The community of Central Huron entered the site selection process by formally expressing interest in learning about the project in 2012. In light of the findings of completed studies, the area is no longer a focus of study in the site selection process.


    The community of Central Huron initiated its involvement in the site selection process by formally expressing interest in learning about the project in 2012. This expression of interest triggered studies to explore the potential suitability of its geology while the community learned more about the project and reflected on its interest in it.

    In 2017, after several years of progressively more detailed study and engagement, we concluded that Central Huron will not be considered a potential host for the project.

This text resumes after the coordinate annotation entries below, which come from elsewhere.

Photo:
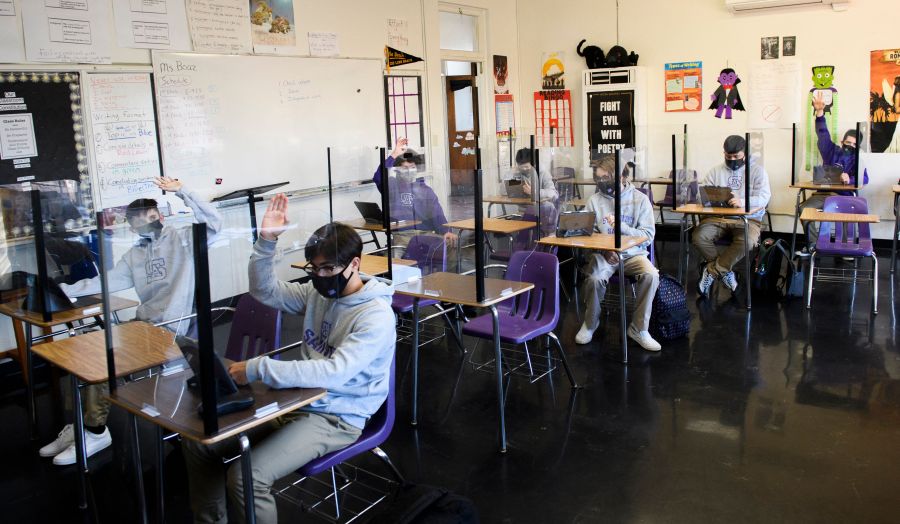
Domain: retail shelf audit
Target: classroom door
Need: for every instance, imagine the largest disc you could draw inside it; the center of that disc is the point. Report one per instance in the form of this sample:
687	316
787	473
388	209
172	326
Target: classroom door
462	127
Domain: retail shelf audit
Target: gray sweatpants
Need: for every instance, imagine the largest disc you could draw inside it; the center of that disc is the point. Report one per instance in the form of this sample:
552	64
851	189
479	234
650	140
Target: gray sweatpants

The community is continuing to play a role, however, as activities continue in the nearby community of South Bruce. 

    Information detailing work we completed in the Central Huron area through steps one to three of the site selection process is available below.

    Step 1: NWMO Initiates the Process

    The NWMO formally initiated the site selection process in May 2010.

    The process began with a broad program to provide information, answer questions and build awareness about the project. Awareness-building activities are designed to continue throughout the site selection process.

    In Step 1, we provided general information to those who requested it. We began assessment activities in Step 2: Initial Screening only after individual communities formally expressed an interest in learning more.

    Step 2: Initial Screening

    In September 2012, Central Huron's Mayor and Council passed a resolution requesting an initial screening of the community's potential suitability to host the project. This screening took us about three months to complete and involved a review based on readily available information about the geology of the community and vicinity.

    We encouraged communities that passed the initial screening to begin learning more about the project. We provided an initial briefing and invited representatives to take a tour of an interim storage facility for used nuclear fuel. We also encouraged communities to meet with the Canadian Nuclear Safety Commission to learn about the regulatory framework that will govern the project.

    Central Huron's initial screening was completed in February 2013. It did not identify any obvious conditions that would exclude the Central Huron area from further consideration in the site selection process.


    Step 3: Phase 1 - Desktop Studies and Engagement

    In July 2014, Central Huron's Mayor and Council passed a resolution asking the NWMO to initiate a Preliminary Assessment of the community‘s potential suitability to host the project.

    In October 2015, we completed the first phase of Preliminary Assessment (Step 3: Phase 1) of the site selection process in collaboration with Central Huron.

    This phase involved:

    • Desktop studies that explore the potential to find a site that can safely and securely contain and isolate used nuclear fuel; and
    • Community learning and dialogue activities to build understanding about the project and to explore its potential to align with the community's long-term vision.

    Based on studies to date, Central Huron is assessed as having potential to meet strict safety and geotechnical requirements, and for the project to align with its long-term vision. The studies also identified a number of uncertainties to be further explored through more detailed study.


    Step 3: Phase 2 - Field Studies and Engagement

    In 2015, the NWMO began working with communities in this area to plan field studies and engagement as part of Preliminary Assessment (Step 3: Phase 2). Through fieldwork, more detailed studies and broadened engagement, Phase 2 assessments expanded upon work completed in Phase 1.

    The focus of early geoscientific studies in Central Huron was to determine if the rock in the area has the potential to satisfy our safety requirements for a deep geological repository for the long-term management of Canada’s used nuclear fuel.

    Geoscientific studies conducted previously have involved desktop studies, which make use of publicly available information about the geology of the area. A next step in the process involves drilling one initial borehole in the area to further understand the general geology.

    In 2017, it was determined this next phase of study for the area will instead focus on Huron-Kinloss and South Bruce. As a neighbour in the area, Central Huron will continue to play a role.